For all those who are building or planning to build this flame licker from the old plans, Jan has updated two parts of the plan that were causing a slight problem. 

When drilling the main cylinder, you had to try and drill a 2mm hole, the full length, and a standard drill just would not reach. He has modified his plans to take account of this and also reduce the friction on the rod that passes thru it.

Attached here are the two mods.


----------



## cfellows (Jun 7, 2008)

Jan has designed a new, 2 cylinder flame licker engine that uses a really clever toggle action between the two cylinders to operate the valve in the opposite cylinder. Complete set of drawings and animated video at:

http://heetgasmodelbouw.ridders.nu/Webpaginas/pagina_happer_inw_schuif_2cilinder/inw_schuif_frameset.htm

Chuck


----------



## Bogstandard (Jun 7, 2008)

No plans on there yet Chuck, he hasn't finished the engine yet.

Jan certainly comes up with some very innovative ideas. Can't wait to see how this one runs.

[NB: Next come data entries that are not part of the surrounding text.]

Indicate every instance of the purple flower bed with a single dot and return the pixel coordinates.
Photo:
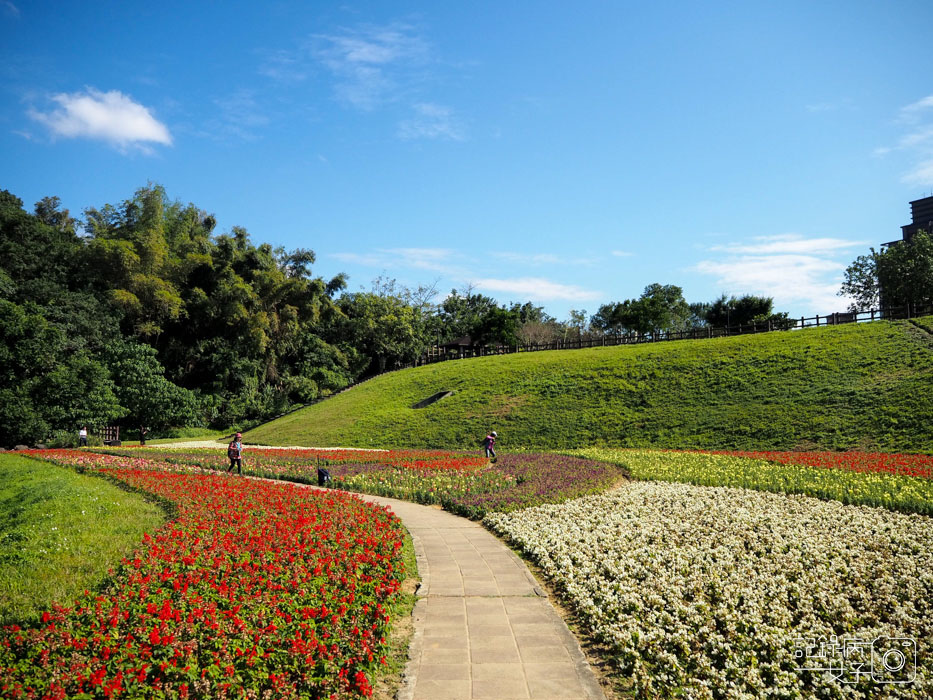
(540, 478)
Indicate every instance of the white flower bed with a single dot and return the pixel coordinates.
(704, 592)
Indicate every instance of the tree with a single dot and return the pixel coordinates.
(151, 401)
(497, 326)
(898, 275)
(461, 314)
(383, 328)
(575, 324)
(731, 311)
(45, 385)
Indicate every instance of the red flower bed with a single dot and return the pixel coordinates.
(256, 589)
(903, 465)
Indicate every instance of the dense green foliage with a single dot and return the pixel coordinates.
(149, 319)
(59, 533)
(898, 275)
(863, 385)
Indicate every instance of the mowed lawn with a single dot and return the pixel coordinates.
(60, 532)
(855, 386)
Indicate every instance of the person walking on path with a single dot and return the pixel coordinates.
(235, 453)
(489, 445)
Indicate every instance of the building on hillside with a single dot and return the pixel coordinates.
(921, 212)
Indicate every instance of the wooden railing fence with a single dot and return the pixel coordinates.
(440, 354)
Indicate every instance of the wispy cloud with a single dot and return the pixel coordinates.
(370, 63)
(431, 121)
(284, 66)
(432, 259)
(239, 116)
(789, 244)
(917, 143)
(537, 289)
(829, 106)
(916, 110)
(795, 271)
(104, 116)
(542, 259)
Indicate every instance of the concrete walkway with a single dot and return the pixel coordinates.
(483, 626)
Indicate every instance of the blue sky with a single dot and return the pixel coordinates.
(564, 153)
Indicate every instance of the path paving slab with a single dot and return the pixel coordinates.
(484, 628)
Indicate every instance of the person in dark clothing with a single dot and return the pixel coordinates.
(235, 454)
(489, 445)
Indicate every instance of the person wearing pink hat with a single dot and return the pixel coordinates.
(235, 453)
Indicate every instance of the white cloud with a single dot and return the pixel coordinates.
(528, 258)
(917, 143)
(433, 259)
(105, 116)
(431, 121)
(285, 66)
(921, 174)
(540, 259)
(795, 271)
(240, 116)
(914, 111)
(790, 244)
(537, 289)
(370, 63)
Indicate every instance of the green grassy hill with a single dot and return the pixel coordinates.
(868, 386)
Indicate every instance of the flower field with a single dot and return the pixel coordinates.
(463, 483)
(896, 482)
(726, 593)
(255, 589)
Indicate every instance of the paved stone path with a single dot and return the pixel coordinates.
(483, 626)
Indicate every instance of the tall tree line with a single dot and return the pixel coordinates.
(141, 314)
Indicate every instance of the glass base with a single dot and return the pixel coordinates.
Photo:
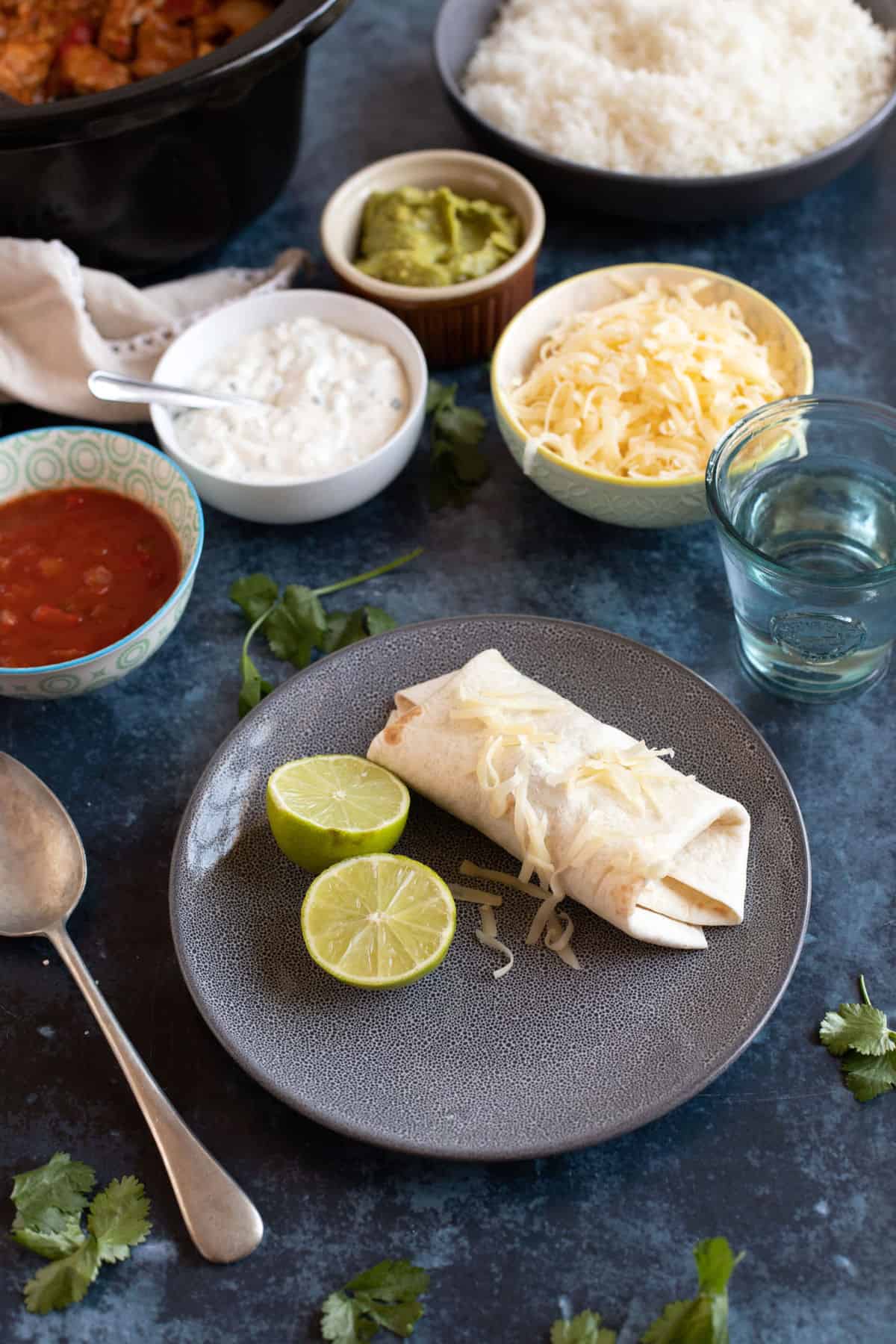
(783, 675)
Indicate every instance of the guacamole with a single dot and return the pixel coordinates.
(420, 235)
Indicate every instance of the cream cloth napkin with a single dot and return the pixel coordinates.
(60, 320)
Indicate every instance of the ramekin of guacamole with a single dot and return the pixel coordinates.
(432, 237)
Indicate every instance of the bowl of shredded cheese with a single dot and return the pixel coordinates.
(613, 388)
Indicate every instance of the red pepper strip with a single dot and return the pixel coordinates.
(78, 35)
(54, 617)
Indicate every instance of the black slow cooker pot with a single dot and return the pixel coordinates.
(147, 178)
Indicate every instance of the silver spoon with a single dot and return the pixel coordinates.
(117, 388)
(43, 871)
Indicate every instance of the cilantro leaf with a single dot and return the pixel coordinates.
(57, 1234)
(583, 1328)
(117, 1218)
(63, 1281)
(869, 1075)
(391, 1281)
(715, 1263)
(60, 1184)
(382, 1296)
(376, 620)
(341, 1322)
(856, 1027)
(253, 685)
(297, 625)
(253, 594)
(344, 628)
(860, 1035)
(704, 1319)
(457, 464)
(398, 1317)
(676, 1325)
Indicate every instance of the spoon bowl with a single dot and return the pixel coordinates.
(43, 873)
(43, 870)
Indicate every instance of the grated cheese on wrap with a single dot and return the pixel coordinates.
(659, 855)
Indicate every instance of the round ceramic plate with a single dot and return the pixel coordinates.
(461, 1065)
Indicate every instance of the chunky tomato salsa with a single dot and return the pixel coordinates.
(78, 570)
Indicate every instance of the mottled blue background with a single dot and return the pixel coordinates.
(775, 1155)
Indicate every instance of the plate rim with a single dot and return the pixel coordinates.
(538, 1148)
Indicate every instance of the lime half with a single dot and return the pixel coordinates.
(323, 809)
(378, 921)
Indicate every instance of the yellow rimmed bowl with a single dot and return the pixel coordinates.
(615, 499)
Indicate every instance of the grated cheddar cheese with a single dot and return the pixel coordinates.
(644, 388)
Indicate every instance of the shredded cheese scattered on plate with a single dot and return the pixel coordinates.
(644, 388)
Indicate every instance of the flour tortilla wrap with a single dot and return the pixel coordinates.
(585, 806)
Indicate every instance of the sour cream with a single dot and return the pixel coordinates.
(332, 401)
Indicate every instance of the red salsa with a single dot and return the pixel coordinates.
(78, 570)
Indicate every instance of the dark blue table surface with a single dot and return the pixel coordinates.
(775, 1154)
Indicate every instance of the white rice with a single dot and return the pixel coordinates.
(688, 87)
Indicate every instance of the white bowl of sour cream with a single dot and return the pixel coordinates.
(344, 391)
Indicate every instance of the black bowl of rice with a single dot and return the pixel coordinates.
(672, 109)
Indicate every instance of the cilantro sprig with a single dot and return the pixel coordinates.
(382, 1297)
(457, 465)
(696, 1320)
(859, 1035)
(702, 1319)
(50, 1203)
(583, 1328)
(296, 624)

As you know I made a boxer configuration of his first design, and that runs great, in fact I have a rough sketch to make either a four or six cylinder boxer type. The only problem is that when you get to that many cylinders the fuel cost shoots up. Even with two cylinders it uses more than a gas guzzling V8.

The way I will be going is a mini bunsen for the burners, using propane gas, but making four or six presents their own problems. If anyone wants to go down that route, I am quite willing to compare and share information.

John


----------